The context of this challenge is quite nice - it's quantum error correction with Shor and QKD with BB84.

I realized the BB84 part of the program after I read the flag, but if you look at it knowing it's BB84, it's quite clear.

 

Working backwards, we observe the following and eventually find the solution

• our final goal is to find the AES key $k$
• we know $ba$ and $m$, and we are free to choose $bb$, so we know the array $l$ and $chosen$
• therefore, our goal is to find the bits of $ra$ in the indexes of $l \setminus chosen$
• note that in those indexes, we have $ba$ and $bb$ bits all $0$
• we see that this implies we don't need to worry about Hadamard gates
• we only need to check whether or not X gate was applied at the 0th qubit
• if there was no encoding and noise, we could just measure the 0th qubit to see whether 0 or 1 pops out
• however, we have encoding and noise : how do we deal with this?
• it turns out that the encoding part is simply the first part of Shor's quantum error correction code
• therefore, we can just send the remaining part of the Shor's quantum error correction code and be done with it
• note that our noise is single qubit, so we have no worries whatsoever
• however, we need Toffoli gates to make the circuit : we don't have that in our arsenal of gates
• this can be resolved by creating Toffoli gates with 2-qubit gates and single qubit gates : details are in Wikipedia.

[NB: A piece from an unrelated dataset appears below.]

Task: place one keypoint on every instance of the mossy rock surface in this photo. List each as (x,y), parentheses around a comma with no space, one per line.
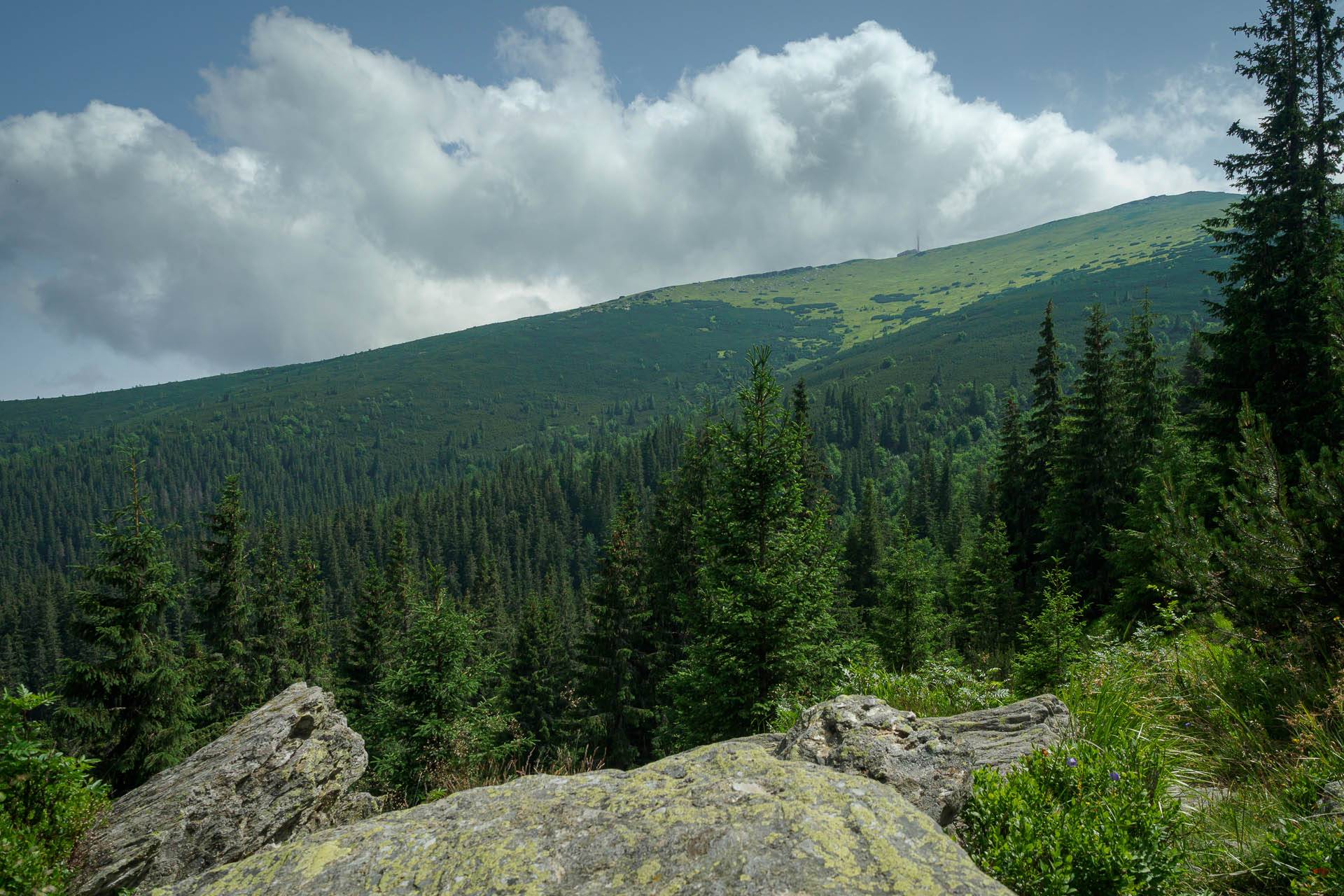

from qulacs import QuantumCircuit, QuantumState
from qulacs.gate import *
import random
from pwn import *
from Crypto.Cipher import AES
import base64
 
 
# CNOT gate
def ADD_CNOT(a, b):
    return "CNOT " + str(a) + "," + str(b) + "; "
 
# single qubit gates
def ADD_single(s, a):
    return s + " " + str(a) + "; "
 
# toffoli
def ADD_toffoli(a, b, c): 
    ret = ""
    ret += ADD_single("H", c)
    ret += ADD_CNOT(b, c)
 
    ret += ADD_single("TDAG", c)
    ret += ADD_CNOT(a, c)
 
    ret += ADD_single("T", c)
    ret += ADD_CNOT(b, c)
 
    ret += ADD_single("TDAG", c)
    ret += ADD_CNOT(a, c)
 
    ret += ADD_single("T", b)
    ret += ADD_single("T", c)
 
    ret += ADD_CNOT(a, b)
    ret += ADD_single("H", c)
 
    ret += ADD_single("T", a)
    ret += ADD_single("TDAG", b)
 
    ret += ADD_CNOT(a, b)
 
    return ret 
 
 
 
N = 128
xi, xip = 0.98, 0.98
p = (xi * (1 + xi))**0.5 - xi
Np = int(N * (1 + 2*xi + 2*(xi*(1+xi))**0.5 + xip))
 
# shor error correction
decoder = ""
decoder += ADD_CNOT(0, 1)
decoder += ADD_CNOT(3, 4)
decoder += ADD_CNOT(6, 7)
decoder += ADD_CNOT(0, 2)
decoder += ADD_CNOT(3, 5)
decoder += ADD_CNOT(6, 8)
decoder += ADD_toffoli(1, 2, 0)
decoder += ADD_toffoli(4, 5, 3)
decoder += ADD_toffoli(7, 8, 6)
decoder += ADD_single("H", 0)
decoder += ADD_single("H", 3)
decoder += ADD_single("H", 6)
decoder += ADD_CNOT(0, 3)
decoder += ADD_CNOT(0, 6)
decoder += ADD_toffoli(3, 6, 0)
 
r = remote('others.ctf.zer0pts.com', '11099')
 
def get_bin():
    s = r.recvline()
    s = s.split()[-1].decode()
    return int(s, 2)
 
r.recvline()
for i in range(0, 860):
    r.sendline(decoder)
 
measure = get_bin()
bb = (1 << 400) - 1
r.sendline(bin(bb))
 
ba = get_bin()
xa = get_bin()
m = get_bin()
 
l = []
for i in range(Np):
    if (ba >> i) & 1 == (bb >> i) & 1 == 0:
        l.append(i)
 
chosen = []
for i in range(Np):
    if (m & (1 << i)) > 0:
        chosen.append(i)
 
k = 0
for i in sorted(list(set(l) - set(chosen))):
    k = (k << 1) | ((measure >> i) & 1)
 
key = int.to_bytes(k, N // 8, 'big')
s = r.recvline()
vv = s.split()[-1]
 
fin = base64.b64decode(vv)
iv = fin[:16]
ct = fin[16:]
 
cipher = AES.new(key, AES.MODE_CBC, iv)
print(cipher.decrypt(ct))